Gluten-Free Adaptation

Great news – this salad is also gluten-free! No adjustments needed.

Spice Level Adjustment (Adding Chili Flakes)

Want to add a little kick? A pinch of red chili flakes to the dressing will do the trick! Start with ¼ teaspoon and add more to taste.

Summer BBQ Side Dish Adaptation

This salad is perfect for BBQs! It’s light, refreshing, and pairs well with grilled meats and veggies.

Quick Weeknight Meal Adaptation

Short on time? Use pre-cut broccoli and a pre-mixed can of beans to make this salad even faster. It’s a lifesaver on busy weeknights!

Serving Suggestions

This salad is delicious on its own, or you can serve it with:

  • Grilled chicken or fish
  • Whole-wheat pita bread
  • A side of quinoa or brown rice

Storage Instructions

Leftovers can be stored in an airtight container in the refrigerator for up to 3 days. Keep in mind that the salad may become slightly softer over time.

FAQs

What type of mixed beans work best in this salad?

Honestly, any kind you like! Cannellini, kidney, chickpeas, and black beans are all great options.

Can I make the dressing ahead of time?

Absolutely! You can make the dressing up to 3 days in advance and store it in an airtight container in the refrigerator.

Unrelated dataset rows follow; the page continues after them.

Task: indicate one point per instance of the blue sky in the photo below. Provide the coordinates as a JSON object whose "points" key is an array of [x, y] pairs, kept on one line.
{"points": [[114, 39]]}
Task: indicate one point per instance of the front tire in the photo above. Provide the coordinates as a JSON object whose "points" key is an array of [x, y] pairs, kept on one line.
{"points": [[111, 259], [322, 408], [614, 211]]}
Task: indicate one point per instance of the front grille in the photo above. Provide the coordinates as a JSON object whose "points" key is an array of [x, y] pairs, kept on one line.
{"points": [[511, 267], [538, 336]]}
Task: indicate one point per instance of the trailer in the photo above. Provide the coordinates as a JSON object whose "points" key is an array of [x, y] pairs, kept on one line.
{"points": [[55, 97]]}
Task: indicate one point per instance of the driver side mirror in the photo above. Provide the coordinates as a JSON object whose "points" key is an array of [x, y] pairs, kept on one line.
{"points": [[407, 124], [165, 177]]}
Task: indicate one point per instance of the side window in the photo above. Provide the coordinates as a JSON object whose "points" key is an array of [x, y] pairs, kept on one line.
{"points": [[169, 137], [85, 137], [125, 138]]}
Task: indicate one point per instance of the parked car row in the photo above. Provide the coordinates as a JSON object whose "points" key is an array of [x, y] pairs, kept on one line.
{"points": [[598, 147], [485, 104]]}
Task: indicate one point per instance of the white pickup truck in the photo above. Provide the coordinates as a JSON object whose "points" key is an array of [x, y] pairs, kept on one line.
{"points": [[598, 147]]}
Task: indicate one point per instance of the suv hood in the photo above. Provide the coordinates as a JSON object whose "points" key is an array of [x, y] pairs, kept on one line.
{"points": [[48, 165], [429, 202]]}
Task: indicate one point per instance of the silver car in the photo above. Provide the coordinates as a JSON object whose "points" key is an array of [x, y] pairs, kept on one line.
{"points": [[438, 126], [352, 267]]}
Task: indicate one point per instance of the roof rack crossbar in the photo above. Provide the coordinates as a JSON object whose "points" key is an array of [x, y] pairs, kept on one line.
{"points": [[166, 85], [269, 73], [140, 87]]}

How long will this salad keep in the refrigerator?

Up to 3 days, but it’s best enjoyed fresh.

Is it possible to add a protein source to make it a complete meal?

Definitely! Grilled chicken, fish, tofu, or chickpeas would all be fantastic additions.

Can I substitute the maple syrup with another sweetener?

Yes, you can! Honey or agave nectar would work well as substitutes. Just adjust the amount to your liking.